So ran the fabulous headline in the Daily Mash yesterday.
'Britain's newest hight street bank has promised not to pretend to be your friend', the article began before decsending into the sort of language unfit for a blog like this.
Like all good satire, it's based in a truth. We've talked here before about converging brands, and how corporations have stopped trying to tell you what they do and now just try to tell you what they're like. And guess what? They're just like you. You might call this the 'Sarah Palin' school of marketing. Her appeal is not based on any degree of competence for the high office to which she aspired (and will aspire to again). Her appeal is that she's just like you.

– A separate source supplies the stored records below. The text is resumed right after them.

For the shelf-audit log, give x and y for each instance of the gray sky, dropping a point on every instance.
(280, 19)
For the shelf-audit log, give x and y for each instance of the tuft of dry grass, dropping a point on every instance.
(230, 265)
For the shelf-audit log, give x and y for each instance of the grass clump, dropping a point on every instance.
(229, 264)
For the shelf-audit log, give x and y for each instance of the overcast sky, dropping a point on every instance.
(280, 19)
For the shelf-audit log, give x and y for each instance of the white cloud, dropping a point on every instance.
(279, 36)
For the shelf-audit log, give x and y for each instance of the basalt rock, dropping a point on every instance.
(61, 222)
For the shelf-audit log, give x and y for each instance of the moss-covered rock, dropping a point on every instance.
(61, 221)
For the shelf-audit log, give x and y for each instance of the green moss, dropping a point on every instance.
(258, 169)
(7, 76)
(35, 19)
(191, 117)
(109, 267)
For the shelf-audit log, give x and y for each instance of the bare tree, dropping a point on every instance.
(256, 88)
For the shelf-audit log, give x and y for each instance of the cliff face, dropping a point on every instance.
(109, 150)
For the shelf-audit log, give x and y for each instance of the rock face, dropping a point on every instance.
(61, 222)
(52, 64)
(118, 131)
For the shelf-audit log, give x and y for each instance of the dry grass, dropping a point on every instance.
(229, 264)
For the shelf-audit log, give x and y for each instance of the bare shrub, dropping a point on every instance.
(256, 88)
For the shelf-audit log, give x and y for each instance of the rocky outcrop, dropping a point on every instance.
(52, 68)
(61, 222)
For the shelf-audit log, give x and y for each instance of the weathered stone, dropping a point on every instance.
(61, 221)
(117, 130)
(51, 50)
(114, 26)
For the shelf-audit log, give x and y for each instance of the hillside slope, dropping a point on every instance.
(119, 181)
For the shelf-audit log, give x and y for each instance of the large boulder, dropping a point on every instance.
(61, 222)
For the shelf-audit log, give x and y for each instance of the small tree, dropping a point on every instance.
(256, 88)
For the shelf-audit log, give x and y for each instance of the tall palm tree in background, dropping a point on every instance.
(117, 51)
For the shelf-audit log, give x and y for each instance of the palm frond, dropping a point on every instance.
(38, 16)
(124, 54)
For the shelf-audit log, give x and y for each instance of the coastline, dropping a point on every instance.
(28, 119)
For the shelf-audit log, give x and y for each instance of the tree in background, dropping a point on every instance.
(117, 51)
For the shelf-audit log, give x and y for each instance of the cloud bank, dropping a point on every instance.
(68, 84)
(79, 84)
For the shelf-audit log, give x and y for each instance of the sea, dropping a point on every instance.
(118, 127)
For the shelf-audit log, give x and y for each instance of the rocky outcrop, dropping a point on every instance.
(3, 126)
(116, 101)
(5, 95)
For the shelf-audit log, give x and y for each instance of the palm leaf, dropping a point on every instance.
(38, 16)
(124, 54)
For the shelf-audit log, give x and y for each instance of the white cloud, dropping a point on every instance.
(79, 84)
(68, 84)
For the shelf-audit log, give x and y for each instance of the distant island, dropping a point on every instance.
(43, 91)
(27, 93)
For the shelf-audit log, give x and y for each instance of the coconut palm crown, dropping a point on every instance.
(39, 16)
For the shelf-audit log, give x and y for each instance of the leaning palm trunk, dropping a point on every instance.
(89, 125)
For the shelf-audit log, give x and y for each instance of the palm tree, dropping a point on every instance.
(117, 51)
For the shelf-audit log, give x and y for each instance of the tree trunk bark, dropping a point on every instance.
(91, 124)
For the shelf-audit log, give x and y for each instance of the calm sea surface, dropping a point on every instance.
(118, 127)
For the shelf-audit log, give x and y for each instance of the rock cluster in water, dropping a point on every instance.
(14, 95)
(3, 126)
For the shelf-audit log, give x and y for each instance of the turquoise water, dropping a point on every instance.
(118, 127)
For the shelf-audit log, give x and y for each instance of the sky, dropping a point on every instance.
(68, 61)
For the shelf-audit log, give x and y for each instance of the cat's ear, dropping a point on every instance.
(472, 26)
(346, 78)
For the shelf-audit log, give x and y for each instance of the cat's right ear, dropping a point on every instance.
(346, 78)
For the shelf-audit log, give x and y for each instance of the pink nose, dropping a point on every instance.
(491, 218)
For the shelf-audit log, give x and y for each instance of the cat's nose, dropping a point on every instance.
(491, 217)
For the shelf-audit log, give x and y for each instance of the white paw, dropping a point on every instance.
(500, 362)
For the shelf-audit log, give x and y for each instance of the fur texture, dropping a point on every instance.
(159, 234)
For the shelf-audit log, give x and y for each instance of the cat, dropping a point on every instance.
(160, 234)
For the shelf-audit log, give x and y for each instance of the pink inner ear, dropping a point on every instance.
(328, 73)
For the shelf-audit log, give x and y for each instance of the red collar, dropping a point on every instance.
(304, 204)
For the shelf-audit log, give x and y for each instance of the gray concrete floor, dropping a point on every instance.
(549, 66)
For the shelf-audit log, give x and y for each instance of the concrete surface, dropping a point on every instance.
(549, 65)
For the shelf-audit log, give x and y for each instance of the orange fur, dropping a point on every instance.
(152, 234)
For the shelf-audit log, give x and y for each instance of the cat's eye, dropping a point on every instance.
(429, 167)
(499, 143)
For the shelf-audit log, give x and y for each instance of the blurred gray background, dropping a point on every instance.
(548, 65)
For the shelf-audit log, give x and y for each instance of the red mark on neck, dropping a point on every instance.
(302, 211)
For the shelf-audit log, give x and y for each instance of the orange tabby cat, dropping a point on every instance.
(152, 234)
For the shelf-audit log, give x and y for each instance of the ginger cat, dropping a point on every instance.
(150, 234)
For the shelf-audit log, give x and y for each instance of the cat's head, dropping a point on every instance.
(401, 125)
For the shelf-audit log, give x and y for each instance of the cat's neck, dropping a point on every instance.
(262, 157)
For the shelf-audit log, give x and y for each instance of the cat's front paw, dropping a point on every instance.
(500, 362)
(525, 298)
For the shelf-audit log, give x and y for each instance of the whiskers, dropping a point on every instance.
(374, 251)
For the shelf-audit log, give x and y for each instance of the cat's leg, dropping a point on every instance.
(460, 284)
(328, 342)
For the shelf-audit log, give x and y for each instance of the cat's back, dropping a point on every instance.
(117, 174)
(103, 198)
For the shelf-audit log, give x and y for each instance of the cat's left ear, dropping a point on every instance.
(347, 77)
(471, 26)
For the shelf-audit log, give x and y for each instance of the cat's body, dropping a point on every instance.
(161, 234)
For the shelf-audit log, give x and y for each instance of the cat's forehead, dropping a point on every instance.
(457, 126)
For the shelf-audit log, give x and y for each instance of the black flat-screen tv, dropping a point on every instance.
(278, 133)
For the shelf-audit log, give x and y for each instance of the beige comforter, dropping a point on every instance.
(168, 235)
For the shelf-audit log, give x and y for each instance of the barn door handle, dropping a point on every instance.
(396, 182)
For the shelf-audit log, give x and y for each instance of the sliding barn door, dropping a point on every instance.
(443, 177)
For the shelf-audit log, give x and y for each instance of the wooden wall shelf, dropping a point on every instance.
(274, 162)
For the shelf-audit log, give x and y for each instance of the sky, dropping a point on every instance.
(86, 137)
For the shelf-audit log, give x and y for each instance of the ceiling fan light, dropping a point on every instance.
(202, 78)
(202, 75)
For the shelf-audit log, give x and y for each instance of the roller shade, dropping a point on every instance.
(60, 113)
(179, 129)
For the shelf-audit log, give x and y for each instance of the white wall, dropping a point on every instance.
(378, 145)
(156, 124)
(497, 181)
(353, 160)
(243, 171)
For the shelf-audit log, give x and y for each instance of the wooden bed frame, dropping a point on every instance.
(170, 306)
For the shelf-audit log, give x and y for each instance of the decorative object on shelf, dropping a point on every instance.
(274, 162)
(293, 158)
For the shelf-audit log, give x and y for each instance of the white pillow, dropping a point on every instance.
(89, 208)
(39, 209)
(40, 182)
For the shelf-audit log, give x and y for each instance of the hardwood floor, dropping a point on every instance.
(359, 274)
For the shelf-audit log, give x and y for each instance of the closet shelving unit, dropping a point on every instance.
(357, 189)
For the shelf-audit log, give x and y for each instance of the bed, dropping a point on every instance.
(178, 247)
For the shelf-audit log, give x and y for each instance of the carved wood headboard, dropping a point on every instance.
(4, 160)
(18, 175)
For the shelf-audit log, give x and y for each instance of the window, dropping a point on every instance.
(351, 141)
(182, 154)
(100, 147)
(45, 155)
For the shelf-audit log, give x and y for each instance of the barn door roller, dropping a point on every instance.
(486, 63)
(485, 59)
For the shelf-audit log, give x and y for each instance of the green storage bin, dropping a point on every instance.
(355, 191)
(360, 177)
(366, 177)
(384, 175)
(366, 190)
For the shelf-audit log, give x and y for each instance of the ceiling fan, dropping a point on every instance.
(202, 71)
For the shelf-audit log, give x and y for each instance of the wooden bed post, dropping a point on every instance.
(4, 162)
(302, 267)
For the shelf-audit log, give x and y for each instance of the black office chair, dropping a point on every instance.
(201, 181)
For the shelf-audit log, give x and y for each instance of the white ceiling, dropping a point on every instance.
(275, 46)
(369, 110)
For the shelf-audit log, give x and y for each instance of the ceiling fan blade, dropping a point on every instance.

This new school of marketing spends much time emphasising 'conversations' and other friendly things. 'Time spent with' has become the new measure of success. But is this really what successful looks like? To return to banks for a second, their most successful service innovations have been web-banking and, before that, the ATM - two things actively designed to minimise the time you spend with the 'brand'.
Obvioulsy I don't want to be misconstrued. These measures are not always wrong any more than they're always right. We just have to understand customer motivation before we start asking them to commit 'time' to our brand. Google is another instructive lesson. They won the search wars of the early web not through superior algorithms (as some claim), but because they understood that consumers want to spend as little time on a search engine as possible - they're just a way of getting to something else. So they didn't try to keep you on the site, or try to change into a 'portal'. The rest is history.
For more, there's an excellent discussion of these issues on the HBR site under the provocative title 'Why Your Customers Don't Want To Talk To You', which opines that, first, companies massively over estimate the extent to which consumers want to talk to brands and second, that this approach may undermine long term loyalty.
In the meantime, perhaps we should sometimes consider the revolutionary thought that the best way to 'delight our customers' might be to spend less time with them.